The campaigns of Pompey in the East. Pompey at once advanced into Pontus and attacked Mithradates. The latter was forced to withdraw into Lesser Armenia where he was overtaken and his army scattered by Pompey. The king fled to the neighborhood of the Sea of Asov. Upon the defeat of Mithradates, Tigranes deserted his cause and submitted to Pompey. He was permitted to retain his kingdom as a Roman ally. In the following year, 65 B. C., Pompey reduced to submission the peoples situated south of the Caucasus, between the Black and the Caspian Seas, who had been in alliance with Mithradates, and so completed the subjugation of Pontus, which he made into a province (64 B. C.).

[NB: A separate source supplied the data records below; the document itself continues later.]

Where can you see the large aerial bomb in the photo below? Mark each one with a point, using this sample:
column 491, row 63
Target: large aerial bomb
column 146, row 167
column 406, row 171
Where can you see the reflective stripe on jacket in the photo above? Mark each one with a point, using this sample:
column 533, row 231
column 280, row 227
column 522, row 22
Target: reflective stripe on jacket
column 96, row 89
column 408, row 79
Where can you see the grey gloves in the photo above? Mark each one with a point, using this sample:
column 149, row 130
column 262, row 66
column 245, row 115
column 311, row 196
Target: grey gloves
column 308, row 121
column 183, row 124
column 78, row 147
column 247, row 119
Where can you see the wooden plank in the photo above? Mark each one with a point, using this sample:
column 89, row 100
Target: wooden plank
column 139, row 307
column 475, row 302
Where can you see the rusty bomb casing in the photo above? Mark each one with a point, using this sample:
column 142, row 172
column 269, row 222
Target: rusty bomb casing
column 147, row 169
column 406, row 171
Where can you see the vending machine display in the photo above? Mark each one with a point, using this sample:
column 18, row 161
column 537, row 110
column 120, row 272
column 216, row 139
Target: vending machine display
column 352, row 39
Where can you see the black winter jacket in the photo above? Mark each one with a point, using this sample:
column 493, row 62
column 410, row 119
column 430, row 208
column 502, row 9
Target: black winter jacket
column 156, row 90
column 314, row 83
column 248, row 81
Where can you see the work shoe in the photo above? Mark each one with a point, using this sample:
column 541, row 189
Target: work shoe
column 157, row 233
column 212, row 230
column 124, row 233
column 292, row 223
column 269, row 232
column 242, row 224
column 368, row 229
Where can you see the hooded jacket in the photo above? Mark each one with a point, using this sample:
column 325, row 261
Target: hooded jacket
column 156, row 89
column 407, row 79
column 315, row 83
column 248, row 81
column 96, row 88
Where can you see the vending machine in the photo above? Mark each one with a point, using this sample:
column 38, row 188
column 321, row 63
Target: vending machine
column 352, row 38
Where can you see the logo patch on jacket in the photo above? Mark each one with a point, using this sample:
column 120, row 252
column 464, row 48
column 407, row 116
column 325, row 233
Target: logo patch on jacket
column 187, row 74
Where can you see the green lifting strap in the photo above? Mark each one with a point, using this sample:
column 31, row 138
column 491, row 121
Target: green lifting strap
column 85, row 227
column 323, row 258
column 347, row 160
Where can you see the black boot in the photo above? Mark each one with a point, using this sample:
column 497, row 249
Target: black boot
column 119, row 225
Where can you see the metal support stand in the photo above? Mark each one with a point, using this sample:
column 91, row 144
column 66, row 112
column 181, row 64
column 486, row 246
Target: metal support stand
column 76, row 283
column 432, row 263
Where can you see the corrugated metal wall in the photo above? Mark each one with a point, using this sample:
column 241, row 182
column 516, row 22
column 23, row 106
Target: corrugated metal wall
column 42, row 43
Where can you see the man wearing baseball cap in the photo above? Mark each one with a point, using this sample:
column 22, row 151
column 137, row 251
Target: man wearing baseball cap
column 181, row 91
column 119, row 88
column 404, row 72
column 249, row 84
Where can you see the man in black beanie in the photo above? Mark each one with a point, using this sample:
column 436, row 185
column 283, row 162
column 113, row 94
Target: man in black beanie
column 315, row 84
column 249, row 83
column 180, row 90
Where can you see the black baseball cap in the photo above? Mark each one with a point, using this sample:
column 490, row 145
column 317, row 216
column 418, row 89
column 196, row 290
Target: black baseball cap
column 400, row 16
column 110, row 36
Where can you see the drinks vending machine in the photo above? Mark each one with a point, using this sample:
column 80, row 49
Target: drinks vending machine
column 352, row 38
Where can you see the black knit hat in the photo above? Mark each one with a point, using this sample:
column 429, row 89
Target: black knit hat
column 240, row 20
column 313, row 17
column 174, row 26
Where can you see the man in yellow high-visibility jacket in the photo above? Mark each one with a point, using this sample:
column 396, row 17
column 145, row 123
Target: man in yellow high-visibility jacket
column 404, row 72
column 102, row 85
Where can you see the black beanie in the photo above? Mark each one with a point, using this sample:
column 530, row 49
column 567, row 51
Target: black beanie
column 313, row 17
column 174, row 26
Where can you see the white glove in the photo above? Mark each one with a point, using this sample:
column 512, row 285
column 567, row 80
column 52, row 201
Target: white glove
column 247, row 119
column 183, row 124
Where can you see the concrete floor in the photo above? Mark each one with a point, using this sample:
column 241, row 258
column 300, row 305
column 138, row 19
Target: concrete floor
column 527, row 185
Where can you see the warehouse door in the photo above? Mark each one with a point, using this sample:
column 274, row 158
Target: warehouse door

In 64 B. C. he turned his attention to Syria, where a state of chaos had reigned since Lucullus had wrested it from Tigranes and where a scion of the Seleucids had failed to find recognition. Pompey decided to treat Syria as a Roman conquest and incorporate it within the empire. He then interfered in a dynastic struggle in the kingdom of Judaea. After a brief struggle, in which the temple of Jerusalem was stormed by the Romans, he installed his nominee as High Priest at the head of the local government. Judaea was then annexed to the province of Syria (63 B. C.).
While Pompey was in Judaea the death of Mithradates occurred. Deserted by the Greek cities of the northern Euxine, he formed the plan of joining the Celtic peoples of the Danube valley and invading Italy. But his army deserted him for his son Pharnaces, who revolted against his father, and Mithradates committed suicide. Thereupon Pharnaces made peace with Pompey.
The Mithradatic war was finally over and Pompey, after organizing affairs in Asia Minor and the adjoining countries, started on a triumphal return to Italy with his victorious army and rich spoils of war (62 B. C.).